Timing the Common Core

American Federation of Teachers President Randi Weingarten made a big announcement this week by calling for a moratorium on all stakes associated with the Common Core State Standards until students and teachers have been given ample training and time to “master this new approach to teaching and learning.” This is a reasonable statement on its face, but what does it mean in practice?

For some context, when No Child Left Behind required every state to adopt standards, create assessments aligned to those assessments, and build an accountability and reporting system, it gave states 44 months to do all of those things (from January 2002 to September 2005). Half the states already had standards and testing systems up and running, but many were starting basically from scratch, and the rest needed to make revisions. For comparison, the Common Core standards are new and more rigorous than existing standards, but they’re only one component of the full accountability apparatus, and all the states that have adopted the standards are relying on either one of the two assessment consortia or ACT to create assessments for them.

The Common Core standards were released in final form in June 2010. It is now almost May 2013, so states, districts, teachers, preparation programs, parents, unions, and students have had about 35 months with the final standards. The new standards won’t actually have consequences for schools and teachers in most states until 2014-15. If we assume the school year starts in September 2014, that will have been 51 months since the standards were adopted. Again, NCLB left 44 months to do everything; the Common Core allows 51 months to implement standards alone. If this isn’t enough time, what would be?

Weingarten also said that the federal government has not provided funds “specifically targeted to prepare teachers” for the Common Core. This is really just a sly way of saying Congress hasn’t dedicated a specific funding stream to support the implementation of the Common Core.
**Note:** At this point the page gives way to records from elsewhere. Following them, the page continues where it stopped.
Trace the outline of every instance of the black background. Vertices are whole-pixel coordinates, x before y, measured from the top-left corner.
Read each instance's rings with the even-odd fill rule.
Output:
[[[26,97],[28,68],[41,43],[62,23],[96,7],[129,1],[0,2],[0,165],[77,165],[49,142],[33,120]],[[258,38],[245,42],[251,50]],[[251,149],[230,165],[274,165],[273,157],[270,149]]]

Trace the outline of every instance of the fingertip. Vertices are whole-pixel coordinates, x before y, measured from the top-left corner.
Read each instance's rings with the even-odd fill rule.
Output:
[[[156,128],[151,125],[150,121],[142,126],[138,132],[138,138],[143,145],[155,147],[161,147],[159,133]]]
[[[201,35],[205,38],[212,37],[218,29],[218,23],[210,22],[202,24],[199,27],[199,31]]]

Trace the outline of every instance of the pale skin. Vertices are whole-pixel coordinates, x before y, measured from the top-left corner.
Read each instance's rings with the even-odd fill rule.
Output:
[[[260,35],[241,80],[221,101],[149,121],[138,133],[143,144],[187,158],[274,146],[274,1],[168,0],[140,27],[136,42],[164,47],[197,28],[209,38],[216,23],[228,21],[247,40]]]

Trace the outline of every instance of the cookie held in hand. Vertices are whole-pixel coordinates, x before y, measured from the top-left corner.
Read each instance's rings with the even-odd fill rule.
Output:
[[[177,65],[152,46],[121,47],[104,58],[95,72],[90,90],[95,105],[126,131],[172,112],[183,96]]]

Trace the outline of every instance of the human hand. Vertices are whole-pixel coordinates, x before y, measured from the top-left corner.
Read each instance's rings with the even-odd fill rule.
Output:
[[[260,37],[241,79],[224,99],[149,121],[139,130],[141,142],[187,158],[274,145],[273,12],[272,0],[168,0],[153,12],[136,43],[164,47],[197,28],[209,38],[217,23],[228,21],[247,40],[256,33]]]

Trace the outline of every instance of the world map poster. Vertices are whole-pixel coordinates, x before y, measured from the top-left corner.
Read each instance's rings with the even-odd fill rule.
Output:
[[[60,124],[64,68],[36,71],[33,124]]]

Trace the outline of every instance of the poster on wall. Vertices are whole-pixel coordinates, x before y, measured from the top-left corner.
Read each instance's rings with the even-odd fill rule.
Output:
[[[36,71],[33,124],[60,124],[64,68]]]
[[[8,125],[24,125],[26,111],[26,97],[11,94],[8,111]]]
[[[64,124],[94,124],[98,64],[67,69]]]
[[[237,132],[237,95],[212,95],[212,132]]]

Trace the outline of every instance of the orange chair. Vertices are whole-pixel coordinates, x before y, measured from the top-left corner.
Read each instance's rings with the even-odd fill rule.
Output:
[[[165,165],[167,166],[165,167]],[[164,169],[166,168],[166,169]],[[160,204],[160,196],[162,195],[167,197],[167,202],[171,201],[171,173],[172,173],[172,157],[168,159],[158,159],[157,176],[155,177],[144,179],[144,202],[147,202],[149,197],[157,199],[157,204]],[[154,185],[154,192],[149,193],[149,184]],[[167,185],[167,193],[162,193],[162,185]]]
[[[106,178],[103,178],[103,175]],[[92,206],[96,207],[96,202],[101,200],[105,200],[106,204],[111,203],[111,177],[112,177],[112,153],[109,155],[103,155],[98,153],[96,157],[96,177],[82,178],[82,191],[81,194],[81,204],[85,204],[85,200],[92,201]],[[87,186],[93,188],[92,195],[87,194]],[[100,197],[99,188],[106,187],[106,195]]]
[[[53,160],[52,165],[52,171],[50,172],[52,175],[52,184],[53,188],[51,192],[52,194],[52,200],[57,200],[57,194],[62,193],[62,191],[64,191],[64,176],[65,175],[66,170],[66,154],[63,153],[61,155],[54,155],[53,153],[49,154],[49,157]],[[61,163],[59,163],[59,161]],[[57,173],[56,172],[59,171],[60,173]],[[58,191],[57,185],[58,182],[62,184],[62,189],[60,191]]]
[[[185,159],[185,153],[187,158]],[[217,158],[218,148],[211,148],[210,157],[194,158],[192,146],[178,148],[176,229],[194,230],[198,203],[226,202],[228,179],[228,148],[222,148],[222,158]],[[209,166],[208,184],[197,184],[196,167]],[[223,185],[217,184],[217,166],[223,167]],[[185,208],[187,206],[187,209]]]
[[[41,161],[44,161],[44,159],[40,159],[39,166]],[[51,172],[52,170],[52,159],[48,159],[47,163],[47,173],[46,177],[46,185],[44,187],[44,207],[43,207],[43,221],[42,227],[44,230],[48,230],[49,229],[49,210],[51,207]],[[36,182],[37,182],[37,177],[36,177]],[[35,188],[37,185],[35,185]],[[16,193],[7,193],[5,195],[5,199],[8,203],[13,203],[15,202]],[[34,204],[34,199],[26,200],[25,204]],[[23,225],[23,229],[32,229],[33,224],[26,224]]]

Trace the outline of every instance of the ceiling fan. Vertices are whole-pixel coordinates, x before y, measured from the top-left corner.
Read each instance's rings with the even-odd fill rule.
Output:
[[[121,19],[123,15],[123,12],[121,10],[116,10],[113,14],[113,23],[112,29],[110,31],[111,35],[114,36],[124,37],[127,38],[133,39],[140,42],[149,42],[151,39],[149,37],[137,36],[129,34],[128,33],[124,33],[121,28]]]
Meanwhile, it provides $2.5 billion to support professional development that can be used to “improve the knowledge of teachers and principals and, in appropriate cases, paraprofessionals, concerning effective instructional strategies, methods, and skills, and use of challenging State academic content standards and student academic achievement standards, and State assessments, to improve teaching practices and student academic achievement.” In other words, Congress has provided, and continues to provide, districts with money to support the implementation of state standards such as the Common Core.

None of this mentions the work of the AFT, National Education Association, national foundations, teacher preparation institutions, assessment consortia (Smarter Balanced and PARCC), or other groups with a stake in the successful implementation of the Common Core. The next time you read a proposal about halting the Common Core, keep in mind all the time and money that’s already been spent.

—Chad Aldeman

Chad Aldeman is a senior policy analyst at Bellwether Education Partners.